What is the #1 problem in relationships, a major source of unhappiness, and a deterrent to our peace of mind? Expectations.

If you want to be disappointed or frustrated, just expect someone to do or say something, and wait for the fallout. It will come. Holding an expectation is like putting a vice grip around reality, and reality will eventually break free. People do what they do, circumstances happen as they happen, no matter what we think or want.

The Power of Expectations

An expectation is a big, fat should. It creates a scenario of what we want the future to be like – he should…she shouldn’t… And then he doesn’t or she does.

Expectations move us out of the realm of the real and into the mind-created realm of imagination, fantasy, and hope. And by buying into these beliefs, we bring struggle to our own lives and disharmony to our relationships.

A friend of mine recently called this the “tyranny of should.” When we take “should” thoughts as real, we act like a tyrant wielding oppressive power toward ourselves and those around us. We clamp down on people, trying to limit their freedom to meet our needs. I know I have wielded my should’s and expectations in relationships. I have hurt people, including myself. Have you?

Trying to eliminate expectations is unlikely to bring you the peace that you long for. Expectations are the product of the mind, and it seems like the mind has, well, a mind of its own.

Rather than fighting with these thoughts, consider taking the compassionate approach. Investigate them, see if they are true, determine what fuels them, take in the effect they have on you and the people around you. Bring so much awareness to them that they lose their power. Then go forth in freedom.

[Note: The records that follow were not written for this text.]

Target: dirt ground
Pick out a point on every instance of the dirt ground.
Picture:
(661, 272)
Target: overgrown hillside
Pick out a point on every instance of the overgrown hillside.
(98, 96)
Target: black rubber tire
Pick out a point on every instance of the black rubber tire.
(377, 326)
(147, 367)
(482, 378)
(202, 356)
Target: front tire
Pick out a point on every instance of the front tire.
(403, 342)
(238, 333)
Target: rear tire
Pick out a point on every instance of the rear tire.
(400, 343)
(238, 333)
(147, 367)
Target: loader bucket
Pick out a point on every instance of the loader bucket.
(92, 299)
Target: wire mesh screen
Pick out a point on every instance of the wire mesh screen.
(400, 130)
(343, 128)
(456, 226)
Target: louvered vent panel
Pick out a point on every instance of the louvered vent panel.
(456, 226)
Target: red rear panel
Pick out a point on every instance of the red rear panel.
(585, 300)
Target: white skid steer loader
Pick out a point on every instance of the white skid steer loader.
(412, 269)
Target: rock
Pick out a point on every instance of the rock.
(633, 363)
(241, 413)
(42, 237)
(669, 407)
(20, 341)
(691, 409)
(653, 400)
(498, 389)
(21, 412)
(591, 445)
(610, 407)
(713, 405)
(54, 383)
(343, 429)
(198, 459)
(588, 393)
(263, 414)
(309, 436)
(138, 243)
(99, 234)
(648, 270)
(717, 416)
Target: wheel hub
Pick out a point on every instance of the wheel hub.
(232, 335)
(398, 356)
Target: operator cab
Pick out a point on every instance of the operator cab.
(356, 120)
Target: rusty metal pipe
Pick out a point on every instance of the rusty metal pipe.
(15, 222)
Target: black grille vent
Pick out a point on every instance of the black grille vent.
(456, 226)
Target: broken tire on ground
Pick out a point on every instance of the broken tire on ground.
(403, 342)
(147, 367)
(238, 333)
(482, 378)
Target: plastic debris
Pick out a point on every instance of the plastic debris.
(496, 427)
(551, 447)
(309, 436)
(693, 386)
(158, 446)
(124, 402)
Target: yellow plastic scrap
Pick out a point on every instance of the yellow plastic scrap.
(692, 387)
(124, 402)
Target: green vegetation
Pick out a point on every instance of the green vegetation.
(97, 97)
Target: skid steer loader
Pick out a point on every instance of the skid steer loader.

The Compassionate Approach

  • Investigating your expectations requires you to take responsibility. The focus of your attention moves from blaming and a “poor me” mentality to an honest appraisal of your thoughts and feelings. You choose the path of wisdom and intelligence by giving up your need to be right. You are willing to illuminate the truth.
  • The fuel that keeps expectations in place is an unexamined feeling. What are you afraid of – being alone, losing control, not getting what you want, not being right? Let these fears surface and receive them with so much love.
  • Notice how these fears give rise to the expectation. If you are afraid of being alone, you try to limit your partner’s need for space and independence. If you are afraid of losing control, you react when things don’t go according to plan. See the process clearly:  fear ? expectation ? inner reaction ? reaction toward another
  • Feel the effect of reacting to an expectation. Is this what you really want – for yourself, for others?
  • Align yourself with reality. You can’t control what other people say or do. You can’t foretell the future. Stay open and accepting to things as they are.
  • If you are really stuck, go straight to your heart and offer wishes of well-being, happiness, and peace to yourself and whoever is triggering you. Eventually, you will want to thank the other person for helping to bring this problem to your awareness.

If you have a habit of acting on expectations, do yourself a favor. Take the time to do the work. Be willing to be honest and see what keeps you trapped. Lovingly come to peace within yourself.  Every person you know will thank you for it.

Do you get trapped by your expectations?  What is that like?  Have you experienced freedom from expectations?  I’d love to hear…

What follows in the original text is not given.